Back in Britain, the goal was to look like Alexis or Crystal from ‘Dynasty’ and wear tight skirts, lots of make-up and very high heels. By the end of the first term, I had my girl students fluttering false eyelashes, tottering on towering heels and gyrating to ‘Big Spender’, much to the delight of the guys, who were only invited to watch if they came dressed in elegant dinner jackets. Many years later some of the girls became well-known Danish film and TV stars and thanked me for these basic tips.

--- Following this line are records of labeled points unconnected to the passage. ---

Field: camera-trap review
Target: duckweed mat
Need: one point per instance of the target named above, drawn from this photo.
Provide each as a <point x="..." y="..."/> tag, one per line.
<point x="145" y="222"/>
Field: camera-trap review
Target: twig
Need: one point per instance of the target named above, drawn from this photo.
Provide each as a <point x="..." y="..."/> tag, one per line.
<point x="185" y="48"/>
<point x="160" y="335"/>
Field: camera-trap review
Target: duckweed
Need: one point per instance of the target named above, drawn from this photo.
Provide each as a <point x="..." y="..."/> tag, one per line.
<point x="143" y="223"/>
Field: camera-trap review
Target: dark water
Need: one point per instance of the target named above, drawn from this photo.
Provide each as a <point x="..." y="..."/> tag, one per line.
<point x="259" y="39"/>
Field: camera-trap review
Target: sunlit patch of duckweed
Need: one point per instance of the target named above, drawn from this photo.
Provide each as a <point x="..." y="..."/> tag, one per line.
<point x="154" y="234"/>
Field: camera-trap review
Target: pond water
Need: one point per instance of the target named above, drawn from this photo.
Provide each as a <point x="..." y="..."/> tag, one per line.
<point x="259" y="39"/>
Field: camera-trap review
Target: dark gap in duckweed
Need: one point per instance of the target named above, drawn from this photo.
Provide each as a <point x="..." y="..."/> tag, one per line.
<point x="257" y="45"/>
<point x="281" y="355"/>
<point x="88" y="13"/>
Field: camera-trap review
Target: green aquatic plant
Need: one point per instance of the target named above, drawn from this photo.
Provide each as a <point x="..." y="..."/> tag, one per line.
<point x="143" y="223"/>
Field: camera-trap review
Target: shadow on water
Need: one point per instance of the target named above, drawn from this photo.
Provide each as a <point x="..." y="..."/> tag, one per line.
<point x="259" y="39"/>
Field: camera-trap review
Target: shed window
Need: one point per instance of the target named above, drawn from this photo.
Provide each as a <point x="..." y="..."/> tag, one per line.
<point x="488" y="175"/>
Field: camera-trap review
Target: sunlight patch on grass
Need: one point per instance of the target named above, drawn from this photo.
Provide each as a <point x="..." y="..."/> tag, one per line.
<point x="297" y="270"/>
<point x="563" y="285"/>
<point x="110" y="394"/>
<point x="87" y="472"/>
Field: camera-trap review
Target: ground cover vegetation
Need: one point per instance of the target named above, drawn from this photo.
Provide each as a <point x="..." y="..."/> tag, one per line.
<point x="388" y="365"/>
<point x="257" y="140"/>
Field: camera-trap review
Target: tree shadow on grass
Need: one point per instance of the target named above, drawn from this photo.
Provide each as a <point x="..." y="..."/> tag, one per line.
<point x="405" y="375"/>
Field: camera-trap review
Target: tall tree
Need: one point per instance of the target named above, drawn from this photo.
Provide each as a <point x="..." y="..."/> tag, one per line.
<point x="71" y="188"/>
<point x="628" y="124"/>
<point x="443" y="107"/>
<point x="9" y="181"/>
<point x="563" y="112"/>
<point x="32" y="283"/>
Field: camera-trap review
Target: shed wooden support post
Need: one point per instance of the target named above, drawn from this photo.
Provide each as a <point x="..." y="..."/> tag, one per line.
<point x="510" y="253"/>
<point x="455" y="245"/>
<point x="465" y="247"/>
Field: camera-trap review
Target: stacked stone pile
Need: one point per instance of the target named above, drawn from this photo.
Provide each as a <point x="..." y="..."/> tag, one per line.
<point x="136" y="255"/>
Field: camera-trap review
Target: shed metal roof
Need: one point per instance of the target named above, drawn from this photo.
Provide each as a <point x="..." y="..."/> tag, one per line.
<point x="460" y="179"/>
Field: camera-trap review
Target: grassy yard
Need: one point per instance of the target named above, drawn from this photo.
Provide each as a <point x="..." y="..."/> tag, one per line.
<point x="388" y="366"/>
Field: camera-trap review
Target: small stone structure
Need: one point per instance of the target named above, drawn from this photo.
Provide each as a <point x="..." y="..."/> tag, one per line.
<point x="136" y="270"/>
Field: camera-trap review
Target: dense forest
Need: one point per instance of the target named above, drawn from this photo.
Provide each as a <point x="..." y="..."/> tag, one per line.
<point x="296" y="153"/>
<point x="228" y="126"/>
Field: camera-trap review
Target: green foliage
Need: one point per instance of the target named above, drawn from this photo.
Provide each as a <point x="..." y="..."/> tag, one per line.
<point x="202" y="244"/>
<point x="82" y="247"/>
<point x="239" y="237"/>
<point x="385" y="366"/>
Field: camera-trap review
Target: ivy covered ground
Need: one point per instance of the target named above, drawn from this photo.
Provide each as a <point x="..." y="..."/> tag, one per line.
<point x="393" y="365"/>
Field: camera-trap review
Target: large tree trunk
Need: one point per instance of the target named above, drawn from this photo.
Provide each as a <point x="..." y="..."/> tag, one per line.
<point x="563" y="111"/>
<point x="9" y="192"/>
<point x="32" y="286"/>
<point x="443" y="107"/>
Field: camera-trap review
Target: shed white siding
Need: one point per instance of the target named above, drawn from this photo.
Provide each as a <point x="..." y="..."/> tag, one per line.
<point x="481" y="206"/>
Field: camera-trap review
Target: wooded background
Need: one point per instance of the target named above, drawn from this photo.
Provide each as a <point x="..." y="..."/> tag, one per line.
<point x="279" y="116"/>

But I was still trying to ‘fit in’. By chance, I found myself onstage at the Royal Theatre playing small roles with my atrocious Danish accent. This was a wonderful job because Danish actors only rehearse for four hours a day and I could rush back to my mother-in-law‘s flat and collect my baby. Except in the summer months of course, when Danes retreat to their summerhouses to ‘let their hair down and relax’. I could not see what was stressing them in cute little Copenhagen and they all seem to have their hair down anyway – but nevertheless I wanted to ‘fit in’ so we did the same. We didn’t own a summerhouse on the Danish coast, but my husband had part-ownership of a farmhouse in Sweden. So we packed our little car and drove for hours to a small wooden house in the middle of a Swedish forest with an outside toilet and no running water to ‘relax’ at weekends.

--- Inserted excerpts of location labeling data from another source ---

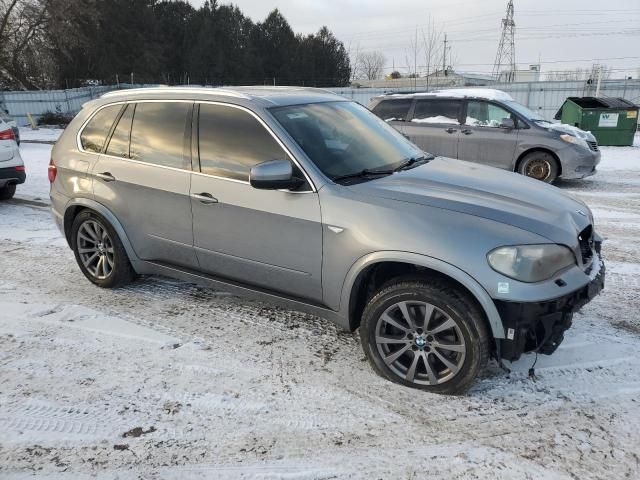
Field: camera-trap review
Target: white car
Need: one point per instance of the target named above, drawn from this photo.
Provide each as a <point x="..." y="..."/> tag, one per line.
<point x="12" y="170"/>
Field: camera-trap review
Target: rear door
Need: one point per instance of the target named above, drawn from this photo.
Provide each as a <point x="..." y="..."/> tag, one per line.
<point x="144" y="175"/>
<point x="483" y="140"/>
<point x="434" y="125"/>
<point x="267" y="238"/>
<point x="394" y="111"/>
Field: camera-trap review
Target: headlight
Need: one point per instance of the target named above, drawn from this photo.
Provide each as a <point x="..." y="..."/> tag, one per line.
<point x="575" y="140"/>
<point x="531" y="263"/>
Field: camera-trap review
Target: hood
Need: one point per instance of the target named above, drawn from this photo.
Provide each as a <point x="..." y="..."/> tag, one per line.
<point x="571" y="130"/>
<point x="486" y="192"/>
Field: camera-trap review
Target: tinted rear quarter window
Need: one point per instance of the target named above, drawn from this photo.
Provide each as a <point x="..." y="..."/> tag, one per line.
<point x="119" y="143"/>
<point x="95" y="132"/>
<point x="158" y="132"/>
<point x="231" y="141"/>
<point x="437" y="111"/>
<point x="393" y="110"/>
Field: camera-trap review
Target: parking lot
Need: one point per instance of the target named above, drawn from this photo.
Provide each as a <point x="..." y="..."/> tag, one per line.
<point x="162" y="378"/>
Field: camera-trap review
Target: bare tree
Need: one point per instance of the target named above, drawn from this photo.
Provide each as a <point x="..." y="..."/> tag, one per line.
<point x="354" y="60"/>
<point x="26" y="43"/>
<point x="21" y="23"/>
<point x="371" y="65"/>
<point x="411" y="55"/>
<point x="432" y="47"/>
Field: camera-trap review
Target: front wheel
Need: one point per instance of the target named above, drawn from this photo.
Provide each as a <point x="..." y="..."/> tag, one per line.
<point x="425" y="335"/>
<point x="539" y="165"/>
<point x="7" y="192"/>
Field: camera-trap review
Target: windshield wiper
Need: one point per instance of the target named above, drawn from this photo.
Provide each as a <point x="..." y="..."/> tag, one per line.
<point x="409" y="162"/>
<point x="363" y="174"/>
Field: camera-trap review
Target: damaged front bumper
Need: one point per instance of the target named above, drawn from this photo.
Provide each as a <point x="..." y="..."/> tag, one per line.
<point x="540" y="326"/>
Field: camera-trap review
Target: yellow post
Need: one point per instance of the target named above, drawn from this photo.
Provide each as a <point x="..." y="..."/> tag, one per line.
<point x="32" y="122"/>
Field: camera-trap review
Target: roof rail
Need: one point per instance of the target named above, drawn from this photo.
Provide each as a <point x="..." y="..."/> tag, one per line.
<point x="143" y="91"/>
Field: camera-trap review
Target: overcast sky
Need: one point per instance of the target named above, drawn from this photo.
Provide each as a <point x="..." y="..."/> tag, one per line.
<point x="560" y="34"/>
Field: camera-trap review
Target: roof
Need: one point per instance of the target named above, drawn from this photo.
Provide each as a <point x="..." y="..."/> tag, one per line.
<point x="484" y="93"/>
<point x="267" y="96"/>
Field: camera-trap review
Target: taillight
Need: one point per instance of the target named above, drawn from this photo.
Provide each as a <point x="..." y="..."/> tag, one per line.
<point x="53" y="171"/>
<point x="7" y="134"/>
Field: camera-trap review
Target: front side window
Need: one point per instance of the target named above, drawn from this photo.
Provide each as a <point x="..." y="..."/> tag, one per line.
<point x="231" y="141"/>
<point x="439" y="111"/>
<point x="157" y="133"/>
<point x="119" y="143"/>
<point x="485" y="114"/>
<point x="393" y="110"/>
<point x="343" y="138"/>
<point x="95" y="132"/>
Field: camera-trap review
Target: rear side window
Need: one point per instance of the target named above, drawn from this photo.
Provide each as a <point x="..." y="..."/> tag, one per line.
<point x="231" y="141"/>
<point x="393" y="110"/>
<point x="484" y="114"/>
<point x="437" y="111"/>
<point x="95" y="132"/>
<point x="119" y="143"/>
<point x="158" y="133"/>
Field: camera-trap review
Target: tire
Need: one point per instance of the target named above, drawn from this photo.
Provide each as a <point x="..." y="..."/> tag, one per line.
<point x="455" y="321"/>
<point x="539" y="166"/>
<point x="92" y="234"/>
<point x="7" y="192"/>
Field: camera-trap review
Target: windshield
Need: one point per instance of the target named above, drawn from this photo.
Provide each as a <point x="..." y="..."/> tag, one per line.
<point x="344" y="138"/>
<point x="524" y="111"/>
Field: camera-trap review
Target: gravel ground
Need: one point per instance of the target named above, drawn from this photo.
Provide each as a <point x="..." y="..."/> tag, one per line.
<point x="163" y="379"/>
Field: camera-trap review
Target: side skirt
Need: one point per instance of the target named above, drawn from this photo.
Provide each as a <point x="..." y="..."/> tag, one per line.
<point x="236" y="288"/>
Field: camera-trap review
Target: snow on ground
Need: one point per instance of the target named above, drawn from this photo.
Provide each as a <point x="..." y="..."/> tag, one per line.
<point x="163" y="379"/>
<point x="41" y="134"/>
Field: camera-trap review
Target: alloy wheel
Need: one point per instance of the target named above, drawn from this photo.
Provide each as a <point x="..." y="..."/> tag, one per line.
<point x="538" y="168"/>
<point x="420" y="343"/>
<point x="95" y="248"/>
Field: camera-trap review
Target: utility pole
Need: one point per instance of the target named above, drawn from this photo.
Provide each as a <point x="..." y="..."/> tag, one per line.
<point x="444" y="56"/>
<point x="506" y="55"/>
<point x="415" y="62"/>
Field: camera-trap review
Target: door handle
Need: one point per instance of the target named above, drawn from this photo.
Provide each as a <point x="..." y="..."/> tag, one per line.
<point x="205" y="198"/>
<point x="106" y="176"/>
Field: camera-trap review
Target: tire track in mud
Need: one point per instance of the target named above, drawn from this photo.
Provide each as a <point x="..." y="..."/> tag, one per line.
<point x="69" y="420"/>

One day the Cafe Teater director called to ask me if I would put on a show in English at Christmas because they suddenly had a gap in their season. I hastily found a name for my theatre company on the side of a loaf of bread, ‘London Toast’, and invited three English actor friends to come over to do a mini musical comedy based on the English panto, which I called the ‘Crazy Christmas Cabaret’. Invited to appear on a peak-time Danish TV show, we encouraged the studio audience to join in. Apparently no performers had ever done this before and, as there was only one TV channel in the whole country, we became an overnight success. Suddenly the tickets sold like hotcakes!
And I was still trying to ‘fit in’. I had mastered the art of making madpakker for my husband and child so that the open sandwiches didn’t squash together. I had learned to eat marinated raw herring and drink snaps in one gulp. I had learned not to drop in on Danish friends without warning. I had learned that bare wooden floors were a mark of good taste and not lack of money. I had even learned to like the PH Lamp (having returned the one I got as a wedding present saying that I didn’t want a flying saucer over my dining table).
But after all these years, have I truly managed to ‘fit in’? Well – to be honest – not really, but I am still having fun trying.